I believe that binary data does not have such things as end-of-line.
Binary files can have ANY POSSIBLE character in them, including the \ n character. You do not want python to implicitly convert any characters in the binary to another. Python has no idea that it reads the binary unless you say so. And when python reads a text file, it will automatically convert any \ n character to the newline character of the OS, which in Windows is \ r \ n.
Thus, everything works in all programming languages.

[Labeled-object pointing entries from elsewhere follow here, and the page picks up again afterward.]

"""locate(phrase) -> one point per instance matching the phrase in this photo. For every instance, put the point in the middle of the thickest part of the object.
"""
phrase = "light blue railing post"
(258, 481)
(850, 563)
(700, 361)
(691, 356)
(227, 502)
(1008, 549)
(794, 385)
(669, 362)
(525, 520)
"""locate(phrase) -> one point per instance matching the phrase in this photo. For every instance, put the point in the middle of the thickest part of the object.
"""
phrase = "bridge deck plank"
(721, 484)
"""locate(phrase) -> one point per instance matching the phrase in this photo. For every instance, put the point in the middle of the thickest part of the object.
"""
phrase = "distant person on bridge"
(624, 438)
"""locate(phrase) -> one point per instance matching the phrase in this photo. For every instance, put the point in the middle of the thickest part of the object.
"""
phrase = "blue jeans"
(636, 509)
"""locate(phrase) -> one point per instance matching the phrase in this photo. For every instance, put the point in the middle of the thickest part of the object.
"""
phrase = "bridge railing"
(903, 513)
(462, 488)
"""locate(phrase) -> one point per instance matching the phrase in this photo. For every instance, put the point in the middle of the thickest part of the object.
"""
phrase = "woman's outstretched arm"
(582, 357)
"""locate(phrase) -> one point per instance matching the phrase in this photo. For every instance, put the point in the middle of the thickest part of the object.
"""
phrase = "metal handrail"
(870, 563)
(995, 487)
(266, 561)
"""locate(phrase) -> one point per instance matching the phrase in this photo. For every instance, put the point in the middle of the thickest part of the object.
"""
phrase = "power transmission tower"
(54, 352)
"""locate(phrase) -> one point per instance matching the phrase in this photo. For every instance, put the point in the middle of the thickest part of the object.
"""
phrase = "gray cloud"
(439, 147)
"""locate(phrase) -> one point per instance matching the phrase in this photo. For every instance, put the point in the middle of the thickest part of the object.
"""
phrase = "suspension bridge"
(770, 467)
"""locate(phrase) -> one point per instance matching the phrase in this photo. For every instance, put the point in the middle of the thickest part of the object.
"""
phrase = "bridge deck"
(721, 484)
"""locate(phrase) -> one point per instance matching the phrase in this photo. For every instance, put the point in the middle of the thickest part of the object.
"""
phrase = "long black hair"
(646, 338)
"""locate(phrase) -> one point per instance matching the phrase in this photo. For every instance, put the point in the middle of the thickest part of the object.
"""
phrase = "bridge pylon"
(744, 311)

Another way to think: a file is just a long series of bytes (8 bits). A byte is an integer. And the byte can be any integer. If the byte is an integer of 10, this is also the ascii code for the \ n character. If the bytes in the file represent binary data, you do not want Python to read at 10 and convert them to two bytes: 13 and 10. Usually, when you read binary data, you want to read, say, the first 2 bytes, which is a number and then the next 4 bytes, which are another number, etc. Obviously, if python suddenly converts one of the bytes into two bytes, this will cause two problems: 1) it modifies the data, 2) all your data boundaries will be corrupted.
Example: suppose the first byte of the file should represent the weight of the dog, and the byte value is 10. Then the next byte should represent the age of the dog, and its value is 1. If Python converts 10, which is the ascii code for \ n, up to two bytes : 10 and 13, then the python data will look like this:
10 13 1
And when you retrieve the second byte for the dog's age, you get 13 - not 1.
We often say that the file contains "characters", but this is clearly false. Computers cannot store characters; they can only store numbers. Thus, a file is simply a long series of numbers. If you tell python to treat these numbers as ascii codes that represent characters, then python will give you text.